No, Binary Collations are not Case-Sensitive

(last updated: 2019-06-03 @ 16:00 EST / 2019-06-03 @ 20:00 UTC )

Quite often people will use, or will recommend using, a binary Collation (one ending in “_BIN” or “_BIN2“) when wanting to do a case-sensitive operation. While in many cases it appears to behave as expected, it is best to not use a binary Collation for this purpose. The problem with using binary Collations to achieve case-sensitivity is that they have no concept of linguistic rules and cannot equate different versions of characters that should be considered equal. And the reason why using a binary Collation often appears to work correctly is simply the result of working with a set of characters that has no accents or other versions. One such character set (a common one, hence the confusion), is US English (i.e. “A” – “Z” and “a” – “z”; values 65 – 90 and 97 – 122, respectively). However, there are a few areas where binary collations don’t behave as many (most, perhaps?) people expect them to.

Combining Characters

Combining characters are marks added to base characters for various reasons, such as adding accent marks. For more information on these, and to see groups of them, please see:

Unicode includes both the ability to create accented characters as well as the original accented characters from the various 8-bit code pages where the character is a pre-combined base letter with the accent mark. The query below shows that Unicode Code Point U+00DC (decimal value = 220) is the pre-combined character, whereas Code Point U+0308 is merely the two dots that go above some letters (a.k.a. diaeresis) that combines with a regular, non-accented “U” to form the same accented character represented by Code Point U+00DC.

SELECT NCHAR(252) AS [NCHAR(252)], -- 0x00FC         -- ü
       NCHAR(220) AS [NCHAR(220)], -- 0x00DC         -- Ü
       NCHAR(0x0308) AS [NCHAR(0x0308)],             -- ̈ (combining diaeresis)
       N'U' + NCHAR(0x0308) AS [U + NCHAR(0x0308)];  -- Ü

ResultsGrid-TestCharacters

Outside of the slight font difference in the above output, the two capital “Ü”s really are the same character.

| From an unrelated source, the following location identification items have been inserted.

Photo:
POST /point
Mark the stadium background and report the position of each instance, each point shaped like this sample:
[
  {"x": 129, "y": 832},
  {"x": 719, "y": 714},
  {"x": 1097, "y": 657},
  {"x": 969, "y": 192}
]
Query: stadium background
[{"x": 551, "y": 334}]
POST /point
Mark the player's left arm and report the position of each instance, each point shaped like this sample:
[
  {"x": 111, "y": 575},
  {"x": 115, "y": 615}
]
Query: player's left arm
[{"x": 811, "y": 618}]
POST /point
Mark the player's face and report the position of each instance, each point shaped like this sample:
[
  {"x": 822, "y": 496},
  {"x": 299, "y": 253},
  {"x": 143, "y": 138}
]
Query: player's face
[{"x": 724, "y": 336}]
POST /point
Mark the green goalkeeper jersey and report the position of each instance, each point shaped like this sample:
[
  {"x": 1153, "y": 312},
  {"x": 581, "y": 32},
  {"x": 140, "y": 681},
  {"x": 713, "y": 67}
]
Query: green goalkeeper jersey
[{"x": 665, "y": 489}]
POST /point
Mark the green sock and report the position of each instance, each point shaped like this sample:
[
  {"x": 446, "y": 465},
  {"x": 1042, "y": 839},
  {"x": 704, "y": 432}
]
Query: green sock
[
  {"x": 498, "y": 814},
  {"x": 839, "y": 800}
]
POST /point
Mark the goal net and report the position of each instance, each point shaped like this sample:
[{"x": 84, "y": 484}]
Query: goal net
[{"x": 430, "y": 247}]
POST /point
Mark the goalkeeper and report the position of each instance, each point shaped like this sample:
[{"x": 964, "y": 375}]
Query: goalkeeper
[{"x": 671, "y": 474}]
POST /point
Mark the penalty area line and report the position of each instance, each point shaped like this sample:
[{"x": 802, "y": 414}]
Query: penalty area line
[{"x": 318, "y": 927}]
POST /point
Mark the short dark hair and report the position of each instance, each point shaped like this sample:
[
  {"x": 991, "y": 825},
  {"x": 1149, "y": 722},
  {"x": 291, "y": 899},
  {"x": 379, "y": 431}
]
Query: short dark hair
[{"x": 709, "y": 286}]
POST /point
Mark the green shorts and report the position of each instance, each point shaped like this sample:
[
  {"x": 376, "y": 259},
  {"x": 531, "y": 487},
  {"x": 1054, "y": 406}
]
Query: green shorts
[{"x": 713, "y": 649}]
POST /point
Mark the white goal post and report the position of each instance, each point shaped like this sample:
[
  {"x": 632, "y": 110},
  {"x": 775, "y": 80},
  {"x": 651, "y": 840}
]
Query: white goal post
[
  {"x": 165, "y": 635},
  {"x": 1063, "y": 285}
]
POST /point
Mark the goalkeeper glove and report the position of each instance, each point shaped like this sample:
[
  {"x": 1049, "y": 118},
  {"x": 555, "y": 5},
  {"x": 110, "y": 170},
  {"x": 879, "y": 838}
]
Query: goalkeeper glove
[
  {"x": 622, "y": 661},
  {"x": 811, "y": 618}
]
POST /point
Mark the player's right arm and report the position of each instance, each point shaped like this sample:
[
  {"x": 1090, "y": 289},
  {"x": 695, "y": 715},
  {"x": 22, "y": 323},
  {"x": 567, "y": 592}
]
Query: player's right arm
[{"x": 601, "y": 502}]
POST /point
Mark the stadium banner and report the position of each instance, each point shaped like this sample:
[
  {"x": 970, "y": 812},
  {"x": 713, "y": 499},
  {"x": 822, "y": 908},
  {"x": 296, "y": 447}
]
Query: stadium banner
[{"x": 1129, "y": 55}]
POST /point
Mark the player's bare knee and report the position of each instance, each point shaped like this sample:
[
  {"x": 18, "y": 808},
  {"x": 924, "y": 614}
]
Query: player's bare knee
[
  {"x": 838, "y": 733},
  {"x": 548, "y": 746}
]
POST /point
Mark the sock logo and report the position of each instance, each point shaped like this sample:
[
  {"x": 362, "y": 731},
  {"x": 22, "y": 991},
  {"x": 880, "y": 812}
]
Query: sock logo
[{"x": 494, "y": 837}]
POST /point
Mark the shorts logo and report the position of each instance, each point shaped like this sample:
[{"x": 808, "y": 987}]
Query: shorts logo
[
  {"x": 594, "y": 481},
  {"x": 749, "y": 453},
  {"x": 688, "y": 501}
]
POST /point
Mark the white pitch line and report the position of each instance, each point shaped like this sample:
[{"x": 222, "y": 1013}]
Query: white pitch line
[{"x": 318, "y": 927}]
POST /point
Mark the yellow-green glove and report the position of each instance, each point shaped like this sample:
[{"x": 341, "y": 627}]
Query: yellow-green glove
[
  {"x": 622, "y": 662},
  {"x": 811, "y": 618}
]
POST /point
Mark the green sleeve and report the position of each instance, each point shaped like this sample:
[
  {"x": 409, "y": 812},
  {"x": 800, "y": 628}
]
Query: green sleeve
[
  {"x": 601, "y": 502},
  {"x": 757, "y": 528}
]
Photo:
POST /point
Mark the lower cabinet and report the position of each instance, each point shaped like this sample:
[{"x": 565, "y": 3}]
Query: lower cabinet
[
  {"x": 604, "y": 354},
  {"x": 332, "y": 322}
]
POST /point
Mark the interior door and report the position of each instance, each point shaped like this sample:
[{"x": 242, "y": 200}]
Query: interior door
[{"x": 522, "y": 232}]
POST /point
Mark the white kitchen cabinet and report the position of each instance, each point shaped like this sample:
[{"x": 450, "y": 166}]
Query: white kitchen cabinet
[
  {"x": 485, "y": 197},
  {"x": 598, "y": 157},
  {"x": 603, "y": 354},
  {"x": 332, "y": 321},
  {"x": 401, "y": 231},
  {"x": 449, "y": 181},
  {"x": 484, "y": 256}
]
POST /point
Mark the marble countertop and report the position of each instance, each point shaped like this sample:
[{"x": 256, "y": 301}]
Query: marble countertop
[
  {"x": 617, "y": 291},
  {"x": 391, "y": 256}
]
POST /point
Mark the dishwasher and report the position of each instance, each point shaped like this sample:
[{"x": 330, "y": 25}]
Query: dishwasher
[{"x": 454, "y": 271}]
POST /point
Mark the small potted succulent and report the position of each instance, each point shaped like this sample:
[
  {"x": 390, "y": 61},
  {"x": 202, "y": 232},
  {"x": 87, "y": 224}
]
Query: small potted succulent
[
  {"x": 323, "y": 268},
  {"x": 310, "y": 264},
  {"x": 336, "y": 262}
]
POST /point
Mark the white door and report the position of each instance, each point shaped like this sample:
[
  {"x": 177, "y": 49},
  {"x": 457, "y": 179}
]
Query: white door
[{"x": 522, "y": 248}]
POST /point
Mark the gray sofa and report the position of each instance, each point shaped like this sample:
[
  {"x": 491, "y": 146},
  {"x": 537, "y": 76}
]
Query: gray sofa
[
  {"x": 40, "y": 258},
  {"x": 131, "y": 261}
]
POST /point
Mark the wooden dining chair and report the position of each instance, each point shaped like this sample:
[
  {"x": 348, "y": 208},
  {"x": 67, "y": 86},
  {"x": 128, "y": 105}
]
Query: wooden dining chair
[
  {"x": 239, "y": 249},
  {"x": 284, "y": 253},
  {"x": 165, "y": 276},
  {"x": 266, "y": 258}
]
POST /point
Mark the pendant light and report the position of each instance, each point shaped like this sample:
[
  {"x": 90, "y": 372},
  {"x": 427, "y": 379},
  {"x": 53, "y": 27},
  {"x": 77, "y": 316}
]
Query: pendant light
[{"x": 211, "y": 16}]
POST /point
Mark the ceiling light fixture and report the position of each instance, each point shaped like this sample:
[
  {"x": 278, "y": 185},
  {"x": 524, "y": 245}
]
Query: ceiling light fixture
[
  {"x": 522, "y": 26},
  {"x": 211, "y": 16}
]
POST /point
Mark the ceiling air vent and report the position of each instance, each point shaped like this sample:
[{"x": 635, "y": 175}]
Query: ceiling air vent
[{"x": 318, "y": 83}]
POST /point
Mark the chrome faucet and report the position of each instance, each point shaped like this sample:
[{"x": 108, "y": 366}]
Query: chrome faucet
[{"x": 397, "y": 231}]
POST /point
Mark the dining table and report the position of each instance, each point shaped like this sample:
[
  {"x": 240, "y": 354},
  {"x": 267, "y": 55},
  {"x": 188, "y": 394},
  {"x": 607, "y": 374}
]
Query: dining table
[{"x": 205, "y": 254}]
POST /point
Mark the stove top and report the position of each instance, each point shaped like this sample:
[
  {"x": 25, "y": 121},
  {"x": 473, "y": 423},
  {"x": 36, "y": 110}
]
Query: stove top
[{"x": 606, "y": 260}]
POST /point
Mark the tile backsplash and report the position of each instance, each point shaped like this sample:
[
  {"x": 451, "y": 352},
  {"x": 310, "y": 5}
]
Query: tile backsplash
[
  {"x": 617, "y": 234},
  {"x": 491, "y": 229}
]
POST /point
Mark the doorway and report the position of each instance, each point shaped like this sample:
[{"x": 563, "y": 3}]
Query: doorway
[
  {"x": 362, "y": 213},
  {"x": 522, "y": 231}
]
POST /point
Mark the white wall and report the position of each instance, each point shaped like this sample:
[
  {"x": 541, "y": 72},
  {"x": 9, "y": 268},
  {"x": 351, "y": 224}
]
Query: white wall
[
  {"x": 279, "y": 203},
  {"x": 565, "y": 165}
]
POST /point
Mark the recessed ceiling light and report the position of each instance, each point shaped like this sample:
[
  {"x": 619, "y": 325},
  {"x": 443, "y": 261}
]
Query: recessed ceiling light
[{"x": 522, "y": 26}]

Users do not care if that accented “U” is a single Code Point or two Code Points or 32 Code Points (if that were even possible). If a user is searching for text and enters in Code Point U+00DC, then if a string containing “U” followed by Code Point U+0308 isn’t returned, that would appear to be a bug. If the filter is supposed to be case-insensitive, then the user submitting a pre-combined lower-case “u” with the accent needs to also return that same “U” followed by Code Point U+0308, as the following example shows:

SELECT NCHAR(0x00FC) + N' vs. U' + NCHAR(0x0308) AS [U+00FC vs "U" + U+0308],
       CASE
         WHEN NCHAR(0x00FC) = N'U' + NCHAR(0x0308)
                                COLLATE Latin1_General_100_CI_AS THEN 'Same!'
         ELSE 'Different'
       END AS [Case-INsensitive];

ResultsGrid-Combining-CaseInsensitive

But, if the filter is case-sensitive, then that pre-combined lower-case “u” with the accent shouldn’t match a “U” followed by Code Point U+0308, as the following example shows:

SELECT NCHAR(0x00FC) + N' vs. U' + NCHAR(0x0308) AS [U+00FC vs "U" + U+0308],
       CASE
         WHEN NCHAR(0x00FC) = N'U' + NCHAR(0x0308)
                                COLLATE Latin1_General_100_CS_AS THEN 'Same!'
         ELSE 'Different'
       END AS [Case-Sensitive];

ResultsGrid-Combining-CaseSensitive-Different

Of course, if the filter is case-sensitive then the user submitting the pre-combined upper-case “U” with the accent needs to match a “U” followed by Code Point U+0308, as the following example shows:

SELECT NCHAR(0x00DC) + N' vs. U' + NCHAR(0x0308) AS [U+00DC vs "U" + U+0308],
       CASE
         WHEN NCHAR(0x00DC) = N'U' + NCHAR(0x0308)
                                COLLATE Latin1_General_100_CS_AS THEN 'Same!'
         ELSE 'Different'
       END AS [Case-Sensitive];

ResultsGrid-Combining-CaseSensitive-Same

And that brings us to one of the problems with binary Collations: they naturally only look at each individual byte (or Code Point) and have no concept that some combinations of Code Points really should equate to one or more other Code Points. The following example shows that was previously considered the same is now seen as different:

SELECT NCHAR(0x00DC) + N' vs. U' + NCHAR(0x0308) AS [U+00DC vs "U" + U+0308],
       CASE
         WHEN NCHAR(0x00DC) = N'U' + NCHAR(0x0308)
                                COLLATE Latin1_General_100_BIN2 THEN 'Same!'
         ELSE 'Different'
       END AS [Binary];

ResultsGrid-Combining-Binary

Fullwidth Characters

In Unicode and at least some (maybe all) double-byte character sets, the US English alphabet (26 letters, both upper- and lower- case) is duplicated, along with 0 – 9 and some punctuation, so that each one can take up twice as much space (side-to-side; height is still the same) and thereby align better with certain East Asian characters. For example:

SELECT tab.[col], LEN(tab.[col]) AS [Length]
FROM   (VALUES (N'=oo=') /* 2 standard "o"s */,
               (N'=o=') /* 1 full width "o" */) tab(col);

returns:

ResultsGrid-FullWidth-TestCharacters

As you can see, the fullwidth “o” takes up twice as much horizontal space as the regular / normal / standard “o”. You can read more about them and see the entire Unicode block here: Halfwidth and Fullwidth Forms.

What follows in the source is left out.